How do you stop it walking? Opposed tapes like the end of a Newcimen engine beam? Fine gear teeth? Neither appeals to me, but then I'm not a pendulista.
4 September 2023 at 16:50 #659062
david bennett 8
Participant
@davidbennett8
Duncan,the maths behind that sent me to sleep, but I think you are saying the pendulum length decides rthe roller radius. That is the matter under discussion.

dave8
4 September 2023 at 16:53 #659063
david bennett 8
Participant
@davidbennett8
Dave, just a PS to my last –I am not trying to disprove anyone.

dave8
4 September 2023 at 16:55 #659066
Michael Gilligan
Participant
@michaelgilligan61133
Posted by david bennett 8 on 04/09/2023 14:38:52:

.

[…] I an coming to the conclusion that roller size doesn't matter. […]

.

In which case, everything I have written so far is wasted effort

Please ignore me

MichaelG.
4 September 2023 at 17:14 #659070
david bennett 8
Participant
@davidbennett8
To clarify my view. The concept is really very simple.Geometry tells us that a point on the rim a roller rolling without slip on a flat plane describes a cycloid. Note that this applies to a roller of any radius. For various reasons, the roller has to be below the flat plane. My view is that a pendulum attached to that roller will be cycloidal and therefore isochronous no matter what length it is.

dave8

Edited By david bennett 8 on 04/09/2023 17:16:07
4 September 2023 at 17:28 #659073
Michael Gilligan
Participant
@michaelgilligan61133
Posted by david bennett 8 on 04/09/2023 17:14:24:

.

To clarify my view. The concept is really very simple.

[…] Note that this applies to a roller of any radius. […]
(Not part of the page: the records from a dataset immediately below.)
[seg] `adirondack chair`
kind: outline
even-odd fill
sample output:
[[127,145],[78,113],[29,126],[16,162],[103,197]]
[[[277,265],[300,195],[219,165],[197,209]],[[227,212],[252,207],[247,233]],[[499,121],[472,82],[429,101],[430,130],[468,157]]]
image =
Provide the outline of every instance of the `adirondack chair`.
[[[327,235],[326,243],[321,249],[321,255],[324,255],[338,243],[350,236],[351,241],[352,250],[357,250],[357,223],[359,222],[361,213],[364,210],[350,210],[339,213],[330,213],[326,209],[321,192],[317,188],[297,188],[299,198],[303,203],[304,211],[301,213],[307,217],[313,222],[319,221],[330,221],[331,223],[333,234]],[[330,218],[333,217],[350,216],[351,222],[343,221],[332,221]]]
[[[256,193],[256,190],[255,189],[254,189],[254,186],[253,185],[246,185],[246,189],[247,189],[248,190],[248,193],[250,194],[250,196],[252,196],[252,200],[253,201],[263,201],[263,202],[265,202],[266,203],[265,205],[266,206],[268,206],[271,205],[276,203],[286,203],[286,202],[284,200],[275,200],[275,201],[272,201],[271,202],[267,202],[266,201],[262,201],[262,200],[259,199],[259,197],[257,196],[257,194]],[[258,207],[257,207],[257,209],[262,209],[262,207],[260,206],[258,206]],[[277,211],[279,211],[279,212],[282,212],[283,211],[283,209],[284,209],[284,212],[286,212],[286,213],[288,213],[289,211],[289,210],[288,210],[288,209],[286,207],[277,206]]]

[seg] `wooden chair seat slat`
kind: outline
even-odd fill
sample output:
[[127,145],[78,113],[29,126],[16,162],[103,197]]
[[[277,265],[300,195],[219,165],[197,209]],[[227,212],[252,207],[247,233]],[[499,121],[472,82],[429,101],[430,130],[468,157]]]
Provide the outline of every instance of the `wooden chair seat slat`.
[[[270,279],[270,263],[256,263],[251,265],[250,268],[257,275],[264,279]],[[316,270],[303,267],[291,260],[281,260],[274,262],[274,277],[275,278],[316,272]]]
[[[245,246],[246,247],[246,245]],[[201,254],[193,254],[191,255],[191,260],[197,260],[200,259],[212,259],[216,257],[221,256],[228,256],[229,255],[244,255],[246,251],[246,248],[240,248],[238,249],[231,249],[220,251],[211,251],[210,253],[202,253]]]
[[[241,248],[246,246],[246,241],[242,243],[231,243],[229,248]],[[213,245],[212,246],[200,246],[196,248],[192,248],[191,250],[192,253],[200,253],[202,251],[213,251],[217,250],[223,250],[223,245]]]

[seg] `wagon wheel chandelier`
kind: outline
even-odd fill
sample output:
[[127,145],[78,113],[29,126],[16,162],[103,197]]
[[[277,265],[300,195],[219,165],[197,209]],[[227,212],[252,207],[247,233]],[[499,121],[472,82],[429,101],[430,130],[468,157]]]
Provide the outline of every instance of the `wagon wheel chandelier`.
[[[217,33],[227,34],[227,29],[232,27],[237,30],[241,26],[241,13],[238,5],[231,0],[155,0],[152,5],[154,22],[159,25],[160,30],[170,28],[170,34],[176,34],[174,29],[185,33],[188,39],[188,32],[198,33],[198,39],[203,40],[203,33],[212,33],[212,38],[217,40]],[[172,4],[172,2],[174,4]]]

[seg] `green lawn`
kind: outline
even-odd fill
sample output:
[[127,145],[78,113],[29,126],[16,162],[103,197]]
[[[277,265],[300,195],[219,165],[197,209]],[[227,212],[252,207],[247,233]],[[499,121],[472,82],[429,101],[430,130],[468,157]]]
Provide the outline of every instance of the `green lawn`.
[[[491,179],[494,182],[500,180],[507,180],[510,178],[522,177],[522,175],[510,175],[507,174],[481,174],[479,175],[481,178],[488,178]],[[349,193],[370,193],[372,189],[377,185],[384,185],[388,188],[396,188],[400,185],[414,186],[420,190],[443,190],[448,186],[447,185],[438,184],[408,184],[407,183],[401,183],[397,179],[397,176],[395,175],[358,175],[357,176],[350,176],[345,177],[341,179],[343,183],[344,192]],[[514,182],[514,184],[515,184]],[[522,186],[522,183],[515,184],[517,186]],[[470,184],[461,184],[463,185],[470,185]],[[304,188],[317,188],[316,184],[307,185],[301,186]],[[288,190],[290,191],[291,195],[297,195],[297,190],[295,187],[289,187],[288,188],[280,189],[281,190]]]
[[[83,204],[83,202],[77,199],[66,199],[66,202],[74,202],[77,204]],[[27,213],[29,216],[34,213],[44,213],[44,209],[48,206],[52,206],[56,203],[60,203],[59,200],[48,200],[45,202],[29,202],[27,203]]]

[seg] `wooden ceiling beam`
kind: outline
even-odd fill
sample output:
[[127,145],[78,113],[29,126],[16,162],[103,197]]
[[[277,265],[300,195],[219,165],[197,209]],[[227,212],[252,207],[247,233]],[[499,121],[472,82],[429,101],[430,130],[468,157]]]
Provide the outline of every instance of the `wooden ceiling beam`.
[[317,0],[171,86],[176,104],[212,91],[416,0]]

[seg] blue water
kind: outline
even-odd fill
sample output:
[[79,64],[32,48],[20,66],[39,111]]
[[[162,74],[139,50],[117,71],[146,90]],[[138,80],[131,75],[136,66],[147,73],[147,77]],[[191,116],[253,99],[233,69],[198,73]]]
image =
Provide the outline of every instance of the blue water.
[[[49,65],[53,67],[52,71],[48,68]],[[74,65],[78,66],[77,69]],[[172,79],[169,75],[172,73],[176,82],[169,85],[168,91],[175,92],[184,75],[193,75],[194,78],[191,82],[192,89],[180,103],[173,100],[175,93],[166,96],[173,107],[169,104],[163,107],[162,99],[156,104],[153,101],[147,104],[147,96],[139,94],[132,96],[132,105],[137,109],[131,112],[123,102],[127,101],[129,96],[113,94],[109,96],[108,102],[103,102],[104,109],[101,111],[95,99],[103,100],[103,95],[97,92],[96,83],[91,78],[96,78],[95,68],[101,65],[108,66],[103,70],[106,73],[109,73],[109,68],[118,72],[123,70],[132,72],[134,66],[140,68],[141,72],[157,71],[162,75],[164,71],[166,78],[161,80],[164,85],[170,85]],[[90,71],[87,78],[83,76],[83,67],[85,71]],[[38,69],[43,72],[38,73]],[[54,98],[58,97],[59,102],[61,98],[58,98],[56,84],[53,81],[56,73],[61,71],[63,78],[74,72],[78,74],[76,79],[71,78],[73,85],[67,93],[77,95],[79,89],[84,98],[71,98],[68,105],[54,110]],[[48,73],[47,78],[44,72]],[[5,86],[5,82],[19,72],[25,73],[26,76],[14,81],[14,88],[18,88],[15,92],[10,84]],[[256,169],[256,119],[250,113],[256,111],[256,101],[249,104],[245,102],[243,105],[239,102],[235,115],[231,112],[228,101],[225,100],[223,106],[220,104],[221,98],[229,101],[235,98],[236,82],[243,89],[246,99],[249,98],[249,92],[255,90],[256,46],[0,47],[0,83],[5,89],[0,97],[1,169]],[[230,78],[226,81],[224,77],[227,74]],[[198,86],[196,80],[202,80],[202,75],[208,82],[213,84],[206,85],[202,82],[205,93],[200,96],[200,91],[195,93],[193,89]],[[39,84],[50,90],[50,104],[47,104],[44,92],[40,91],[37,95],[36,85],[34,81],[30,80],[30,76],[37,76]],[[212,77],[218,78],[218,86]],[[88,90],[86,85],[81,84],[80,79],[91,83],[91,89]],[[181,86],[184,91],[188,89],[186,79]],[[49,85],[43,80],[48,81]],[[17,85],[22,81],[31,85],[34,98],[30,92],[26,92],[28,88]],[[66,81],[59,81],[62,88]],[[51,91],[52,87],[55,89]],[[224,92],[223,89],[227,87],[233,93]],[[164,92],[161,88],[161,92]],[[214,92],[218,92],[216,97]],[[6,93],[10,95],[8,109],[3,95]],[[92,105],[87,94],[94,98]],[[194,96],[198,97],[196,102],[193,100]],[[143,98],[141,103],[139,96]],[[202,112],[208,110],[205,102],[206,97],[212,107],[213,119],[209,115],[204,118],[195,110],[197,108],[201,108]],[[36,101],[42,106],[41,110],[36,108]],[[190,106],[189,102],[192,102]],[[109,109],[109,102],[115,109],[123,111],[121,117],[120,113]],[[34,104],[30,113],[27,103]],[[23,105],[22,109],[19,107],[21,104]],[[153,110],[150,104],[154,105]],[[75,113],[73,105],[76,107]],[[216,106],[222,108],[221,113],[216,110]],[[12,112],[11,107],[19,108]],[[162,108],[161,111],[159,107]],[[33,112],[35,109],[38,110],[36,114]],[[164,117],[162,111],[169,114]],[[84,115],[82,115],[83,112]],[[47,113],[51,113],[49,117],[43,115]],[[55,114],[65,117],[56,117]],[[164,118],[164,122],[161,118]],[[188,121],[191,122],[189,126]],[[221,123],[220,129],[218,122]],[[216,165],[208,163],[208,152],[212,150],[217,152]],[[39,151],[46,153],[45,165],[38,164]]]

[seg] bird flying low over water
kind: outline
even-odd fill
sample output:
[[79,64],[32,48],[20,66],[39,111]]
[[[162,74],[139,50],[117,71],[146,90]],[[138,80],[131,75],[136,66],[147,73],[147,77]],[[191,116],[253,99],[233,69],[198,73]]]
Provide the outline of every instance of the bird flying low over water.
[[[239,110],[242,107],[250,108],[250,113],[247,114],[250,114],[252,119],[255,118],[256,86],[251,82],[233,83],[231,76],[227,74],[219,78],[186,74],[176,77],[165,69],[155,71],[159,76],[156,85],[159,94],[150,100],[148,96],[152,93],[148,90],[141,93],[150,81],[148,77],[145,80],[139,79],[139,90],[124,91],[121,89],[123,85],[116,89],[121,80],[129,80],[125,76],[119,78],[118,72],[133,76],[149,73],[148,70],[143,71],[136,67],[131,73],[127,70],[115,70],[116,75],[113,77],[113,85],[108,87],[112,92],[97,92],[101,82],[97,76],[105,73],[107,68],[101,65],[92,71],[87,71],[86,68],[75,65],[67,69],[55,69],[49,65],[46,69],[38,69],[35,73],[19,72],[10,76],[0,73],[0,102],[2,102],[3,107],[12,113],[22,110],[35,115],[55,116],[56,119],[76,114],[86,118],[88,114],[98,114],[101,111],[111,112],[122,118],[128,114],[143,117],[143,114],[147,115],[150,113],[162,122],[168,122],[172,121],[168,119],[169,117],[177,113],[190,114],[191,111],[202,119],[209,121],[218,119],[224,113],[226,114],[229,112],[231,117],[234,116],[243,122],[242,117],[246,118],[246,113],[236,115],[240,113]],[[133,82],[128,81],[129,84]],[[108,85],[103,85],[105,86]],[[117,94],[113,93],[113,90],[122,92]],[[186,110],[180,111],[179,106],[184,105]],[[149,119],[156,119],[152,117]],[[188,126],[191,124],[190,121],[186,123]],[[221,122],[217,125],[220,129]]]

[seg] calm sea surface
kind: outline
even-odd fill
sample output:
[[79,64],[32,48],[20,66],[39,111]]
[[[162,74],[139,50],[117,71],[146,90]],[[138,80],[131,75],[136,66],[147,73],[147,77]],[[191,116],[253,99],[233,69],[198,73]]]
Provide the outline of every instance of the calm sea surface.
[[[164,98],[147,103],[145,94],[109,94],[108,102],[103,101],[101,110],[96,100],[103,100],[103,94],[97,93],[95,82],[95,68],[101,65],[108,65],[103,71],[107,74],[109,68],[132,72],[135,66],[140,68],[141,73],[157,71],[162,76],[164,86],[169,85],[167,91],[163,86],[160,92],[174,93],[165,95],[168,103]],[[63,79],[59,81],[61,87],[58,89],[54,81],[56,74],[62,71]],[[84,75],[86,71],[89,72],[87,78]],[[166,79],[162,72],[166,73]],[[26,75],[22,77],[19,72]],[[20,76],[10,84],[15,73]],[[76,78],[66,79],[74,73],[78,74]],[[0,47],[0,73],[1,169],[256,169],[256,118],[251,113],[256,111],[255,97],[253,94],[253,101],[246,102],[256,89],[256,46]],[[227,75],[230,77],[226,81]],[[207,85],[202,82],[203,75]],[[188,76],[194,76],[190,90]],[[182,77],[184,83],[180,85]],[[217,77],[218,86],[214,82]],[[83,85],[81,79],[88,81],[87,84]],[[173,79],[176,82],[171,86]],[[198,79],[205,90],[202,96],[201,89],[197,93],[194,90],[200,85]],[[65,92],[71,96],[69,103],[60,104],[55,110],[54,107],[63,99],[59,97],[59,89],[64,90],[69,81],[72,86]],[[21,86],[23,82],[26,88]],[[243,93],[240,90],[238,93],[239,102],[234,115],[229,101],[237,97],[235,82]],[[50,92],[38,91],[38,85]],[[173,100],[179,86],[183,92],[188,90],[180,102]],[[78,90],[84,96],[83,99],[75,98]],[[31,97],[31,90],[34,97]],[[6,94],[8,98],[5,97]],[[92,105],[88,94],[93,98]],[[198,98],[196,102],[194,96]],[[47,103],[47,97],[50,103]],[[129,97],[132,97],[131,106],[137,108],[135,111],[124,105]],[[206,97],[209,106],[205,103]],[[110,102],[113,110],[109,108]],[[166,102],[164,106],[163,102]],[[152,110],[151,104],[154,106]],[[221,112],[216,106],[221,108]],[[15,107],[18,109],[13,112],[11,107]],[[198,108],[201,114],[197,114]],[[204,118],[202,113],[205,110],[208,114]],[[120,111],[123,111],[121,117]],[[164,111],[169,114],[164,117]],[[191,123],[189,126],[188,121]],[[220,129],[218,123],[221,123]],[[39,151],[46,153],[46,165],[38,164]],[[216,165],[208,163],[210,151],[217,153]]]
.…. and therefore, to a roller of zero radius [i.e. an hypothetical knife-edge]

MichaelG.
4 September 2023 at 17:41 #659076
John Haine
Participant
@johnhaine32865
I have had another read through Woodward's analysis. He mainly looks at the case where the roller runs on the top of a flat plane (or knife edges in Dave's original proposal). The pendulum rod is fixed to a point on the roller so its axis passes through the roller centre, and the rod is significantly longer than the roller radius. He shows that for this case the circular deviation is increased by a factor (1+4r/L) compared to an ordinary suspension for small swing angles.

For the case where the roller is like a hoop suspended from the plane (by magnetism for example as Dave proposes) the same analysis applies, except that the circular deviation is reduced. Obviously you would want that to be reduced to zero, and he shows that for this to be true the bob mass has to be on the periphery of the hoop, when of course its motion is cycloidal. For longer rods I think it looks like the circular deviation will get larger the longer the rod and be possibly of opposite sign to its normal value.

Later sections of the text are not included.